Building My Own Programming Language

Over the past few weeks, I've been working on a fascinating project: building a new programming language designed to make learning to code easier. My initial goal was to develop a pseudocode interpreter with an integrated flowchart visualizer — a feature I may still add later. But as I dug into the research, the idea evolved into creating a full "programming language" inspired by Karel, a robot emulator I used as a kid that was designed to teach Pascal-style programming.

With that in mind, I started the project with the goal of building a platform for learning logic, basic algorithms, loops, and more. To achieve that, I decided the language needed the following characteristics:

Simplicity: Since it's designed for beginners, it only includes simple data types like numbers, strings, and arrays — and possibly dictionaries.
Verbosity: To make code easier to understand and read, I chose to favor words over symbols.
In Spanish: Learning is easier in your native language, so Spanish was the natural choice. I'm even planning to support ñ and accented characters in the code itself.
Easy access: The language should be easy to use, so I designed it to run in the browser without any additional installation or internet access.

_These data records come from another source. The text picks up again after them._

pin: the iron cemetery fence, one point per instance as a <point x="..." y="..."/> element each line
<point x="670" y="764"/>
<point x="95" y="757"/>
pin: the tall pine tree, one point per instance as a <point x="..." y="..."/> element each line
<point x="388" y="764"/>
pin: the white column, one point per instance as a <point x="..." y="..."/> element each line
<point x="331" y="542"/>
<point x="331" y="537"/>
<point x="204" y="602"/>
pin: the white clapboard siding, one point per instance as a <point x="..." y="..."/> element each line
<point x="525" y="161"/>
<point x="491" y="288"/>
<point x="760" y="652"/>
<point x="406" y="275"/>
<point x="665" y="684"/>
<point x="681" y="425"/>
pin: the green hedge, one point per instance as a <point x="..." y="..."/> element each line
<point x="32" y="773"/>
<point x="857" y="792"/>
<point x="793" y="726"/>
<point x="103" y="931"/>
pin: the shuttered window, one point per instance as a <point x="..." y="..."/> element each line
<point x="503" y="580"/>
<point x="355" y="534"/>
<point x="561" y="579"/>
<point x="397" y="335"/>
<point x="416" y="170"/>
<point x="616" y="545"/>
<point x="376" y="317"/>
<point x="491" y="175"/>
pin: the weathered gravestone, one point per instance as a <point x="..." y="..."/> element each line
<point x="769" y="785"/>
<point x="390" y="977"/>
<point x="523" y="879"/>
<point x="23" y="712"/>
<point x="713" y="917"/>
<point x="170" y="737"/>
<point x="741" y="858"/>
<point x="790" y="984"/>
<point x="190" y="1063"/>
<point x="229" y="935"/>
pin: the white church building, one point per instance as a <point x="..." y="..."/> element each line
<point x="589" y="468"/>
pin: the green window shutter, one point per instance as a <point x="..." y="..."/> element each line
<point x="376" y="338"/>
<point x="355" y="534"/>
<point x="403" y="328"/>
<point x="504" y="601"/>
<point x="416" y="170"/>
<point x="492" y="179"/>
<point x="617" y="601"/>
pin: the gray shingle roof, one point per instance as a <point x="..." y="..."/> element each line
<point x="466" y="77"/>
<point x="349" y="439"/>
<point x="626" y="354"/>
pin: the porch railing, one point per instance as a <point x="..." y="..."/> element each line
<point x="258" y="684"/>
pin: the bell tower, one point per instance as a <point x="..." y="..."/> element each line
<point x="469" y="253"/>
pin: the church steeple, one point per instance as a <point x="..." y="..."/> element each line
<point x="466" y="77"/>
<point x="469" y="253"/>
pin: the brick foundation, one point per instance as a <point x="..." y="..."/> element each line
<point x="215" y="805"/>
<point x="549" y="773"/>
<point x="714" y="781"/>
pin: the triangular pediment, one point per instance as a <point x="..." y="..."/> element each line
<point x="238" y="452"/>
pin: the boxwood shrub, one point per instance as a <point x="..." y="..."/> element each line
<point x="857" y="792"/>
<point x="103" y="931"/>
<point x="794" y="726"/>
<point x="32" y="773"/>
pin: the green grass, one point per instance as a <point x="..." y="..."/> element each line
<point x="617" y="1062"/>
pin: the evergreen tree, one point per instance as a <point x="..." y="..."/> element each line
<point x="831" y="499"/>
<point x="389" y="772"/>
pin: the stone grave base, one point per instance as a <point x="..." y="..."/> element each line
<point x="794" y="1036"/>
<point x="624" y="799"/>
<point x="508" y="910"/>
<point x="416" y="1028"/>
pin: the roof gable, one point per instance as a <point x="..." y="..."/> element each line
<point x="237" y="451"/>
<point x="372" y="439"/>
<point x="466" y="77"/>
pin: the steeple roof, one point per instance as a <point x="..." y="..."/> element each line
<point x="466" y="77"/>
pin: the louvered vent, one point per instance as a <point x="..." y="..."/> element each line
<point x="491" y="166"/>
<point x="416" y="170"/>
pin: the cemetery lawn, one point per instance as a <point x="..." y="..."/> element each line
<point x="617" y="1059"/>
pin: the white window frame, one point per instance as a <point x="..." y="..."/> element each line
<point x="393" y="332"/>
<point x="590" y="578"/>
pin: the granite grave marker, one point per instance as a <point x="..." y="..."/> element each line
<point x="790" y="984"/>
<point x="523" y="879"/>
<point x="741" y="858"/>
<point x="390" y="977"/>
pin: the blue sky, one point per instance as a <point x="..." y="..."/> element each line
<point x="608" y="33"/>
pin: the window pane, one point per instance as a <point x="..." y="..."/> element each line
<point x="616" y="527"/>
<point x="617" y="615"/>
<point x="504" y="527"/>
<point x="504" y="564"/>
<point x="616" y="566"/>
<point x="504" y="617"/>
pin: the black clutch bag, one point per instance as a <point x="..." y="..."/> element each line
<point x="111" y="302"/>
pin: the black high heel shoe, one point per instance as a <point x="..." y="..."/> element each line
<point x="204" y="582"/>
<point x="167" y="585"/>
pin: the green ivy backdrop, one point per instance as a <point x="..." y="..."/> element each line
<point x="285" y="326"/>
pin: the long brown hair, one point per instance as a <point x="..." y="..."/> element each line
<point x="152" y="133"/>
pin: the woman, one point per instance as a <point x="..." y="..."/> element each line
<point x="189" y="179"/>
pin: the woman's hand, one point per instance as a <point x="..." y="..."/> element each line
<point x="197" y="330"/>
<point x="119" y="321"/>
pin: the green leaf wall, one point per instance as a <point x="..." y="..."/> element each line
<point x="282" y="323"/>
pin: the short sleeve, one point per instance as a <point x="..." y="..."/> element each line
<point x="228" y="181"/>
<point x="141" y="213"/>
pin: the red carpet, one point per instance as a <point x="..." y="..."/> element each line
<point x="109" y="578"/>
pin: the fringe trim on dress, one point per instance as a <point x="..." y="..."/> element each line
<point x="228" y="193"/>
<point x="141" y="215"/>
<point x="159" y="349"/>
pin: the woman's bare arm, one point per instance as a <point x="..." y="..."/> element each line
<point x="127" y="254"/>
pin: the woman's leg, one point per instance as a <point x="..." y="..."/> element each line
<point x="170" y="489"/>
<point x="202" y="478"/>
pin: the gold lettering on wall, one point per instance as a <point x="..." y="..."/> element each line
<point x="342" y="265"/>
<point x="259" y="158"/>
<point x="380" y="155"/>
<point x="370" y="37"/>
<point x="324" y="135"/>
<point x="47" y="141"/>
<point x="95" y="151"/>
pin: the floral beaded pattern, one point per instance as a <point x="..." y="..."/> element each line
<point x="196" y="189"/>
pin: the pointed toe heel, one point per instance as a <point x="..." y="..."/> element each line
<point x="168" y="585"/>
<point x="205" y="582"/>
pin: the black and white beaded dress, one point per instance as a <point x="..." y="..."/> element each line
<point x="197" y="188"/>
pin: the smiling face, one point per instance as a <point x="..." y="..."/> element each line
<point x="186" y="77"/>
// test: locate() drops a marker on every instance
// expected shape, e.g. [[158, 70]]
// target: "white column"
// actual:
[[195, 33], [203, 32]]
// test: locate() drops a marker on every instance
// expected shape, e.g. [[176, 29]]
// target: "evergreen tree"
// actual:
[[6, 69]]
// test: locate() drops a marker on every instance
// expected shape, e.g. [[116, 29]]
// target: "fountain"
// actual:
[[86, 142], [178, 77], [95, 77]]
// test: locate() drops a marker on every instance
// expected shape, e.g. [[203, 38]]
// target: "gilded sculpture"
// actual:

Once those goals were clear, it was time to start. But how? And in what language? To answer those questions, I researched how programming languages actually work — what parts they're made of, how code is executed — and discovered that an interpreter is typically composed of:

Tokens: The symbols or words that carry specific meaning in the code, like operators +, -, /, >, <, or keywords like if, else, for, while. Each token has a type and a literal — the type is the meaning it carries, and the literal is the actual symbol. For example, the token (ASSIGN, =) means every = in the source code will be interpreted as a value assignment.
Lexer: The lexical analyzer reads the source code character by character and produces tokens. For example, the source 5; generates the token (INT, '5').
AST: The Abstract Syntax Tree is a data structure that represents the grammatical structure of a program in a hierarchical and abstract way. It's used as an intermediate representation during the parsing phase.
Parser: The parser analyzes the syntax of the code using the tokens, and builds the AST for further processing.
Evaluator: The evaluator is the part of an interpreter that actually executes the program represented by the AST. It's responsible for interpreting and running the expressions and statements according to the language's rules and semantics.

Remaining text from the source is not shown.